Running the emblem2rdf pipeline

Having solved the problems with the structural metadata documents and their transformation to Emblem Schema documents we decided to base our RDF/XML on the Emblem Schema documents. This idea was driven by the plan to consolidate the structural metadata documents in the near future by removing the emblem related information and storing them as documents in their own right.

To run the final pipeline we harvest all emblem book descriptions from the OAI-PMH web service. The pipeline then iterates every emblem book description and validates it against the revised Emblem Schema. The document is skipped with a warning message if validation fails. Otherwise an XSL transformation converts every emblem from its Emblem Schema representation to RDF/XML conforming to our emblem ontology. The bibliographic description is transformed as well and added to every emblem contained in a particular emblem book. The resulting RDF/XML document is validated with a RelaxNG grammar and serialized to disk.

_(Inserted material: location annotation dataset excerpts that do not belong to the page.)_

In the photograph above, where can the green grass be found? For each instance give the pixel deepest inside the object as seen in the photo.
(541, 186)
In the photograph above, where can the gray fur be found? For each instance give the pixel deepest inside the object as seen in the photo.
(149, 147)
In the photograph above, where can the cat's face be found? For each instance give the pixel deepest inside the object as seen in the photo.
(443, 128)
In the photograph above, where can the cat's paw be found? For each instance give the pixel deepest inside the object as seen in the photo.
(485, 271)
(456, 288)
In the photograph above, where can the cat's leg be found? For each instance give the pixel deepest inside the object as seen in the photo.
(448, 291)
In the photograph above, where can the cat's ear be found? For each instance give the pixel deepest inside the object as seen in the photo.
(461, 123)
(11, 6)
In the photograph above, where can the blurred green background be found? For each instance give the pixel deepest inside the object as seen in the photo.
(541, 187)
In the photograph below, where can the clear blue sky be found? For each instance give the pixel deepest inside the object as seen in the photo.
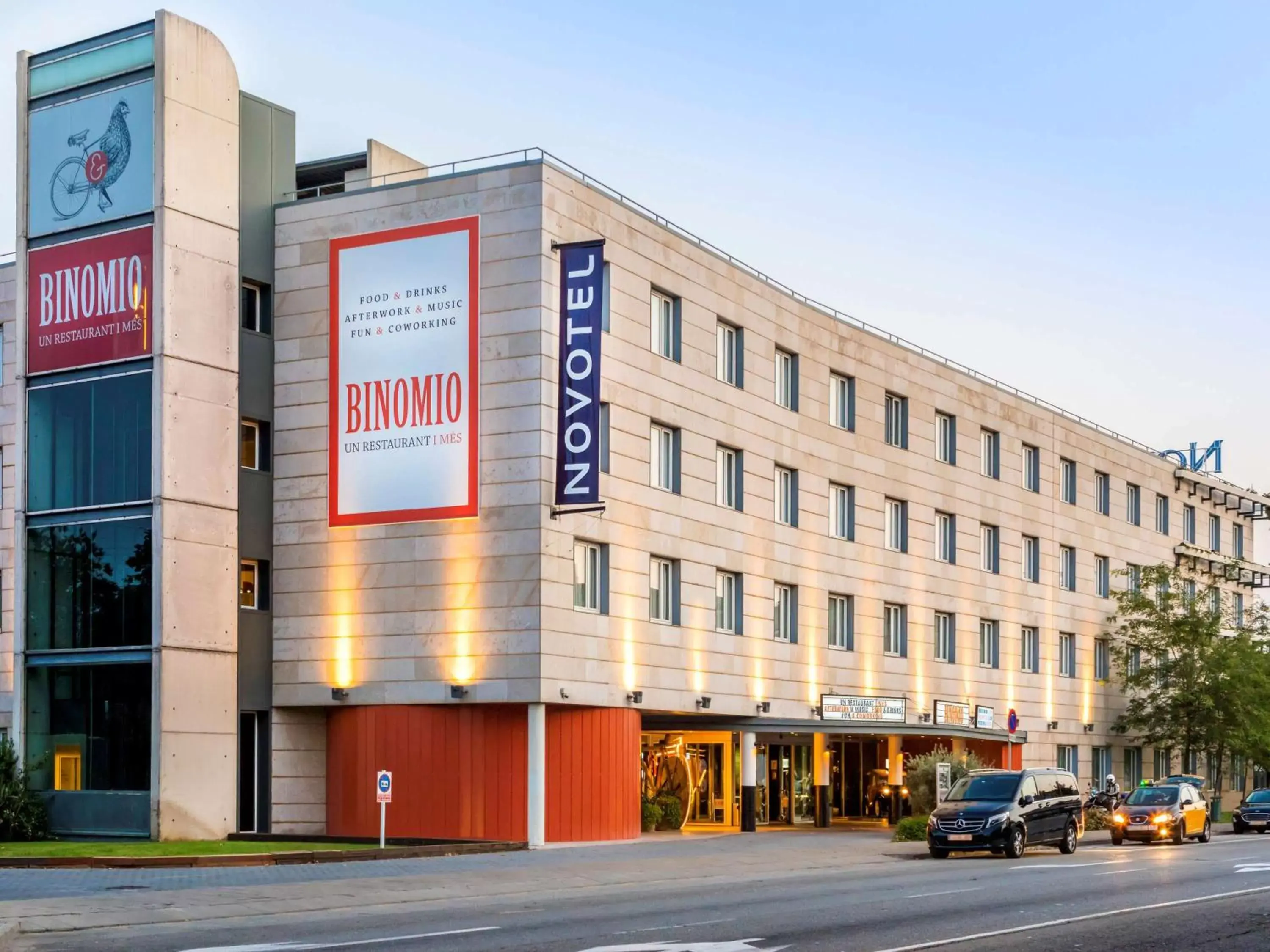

Because we publish the emblem descriptions as static files on a web server we apply a transformation to HTML and serialize it to disk.

Due to the lack of native support for RDF serialization in XProc we use the rapper command line tool to convert the resulting RDF/XML documents to NTriples, and TopBraid SHACL, an open source implementation of the W3C Shapes Constraint Language (SHACL) based on Apache Jena, to validate the RDF graph.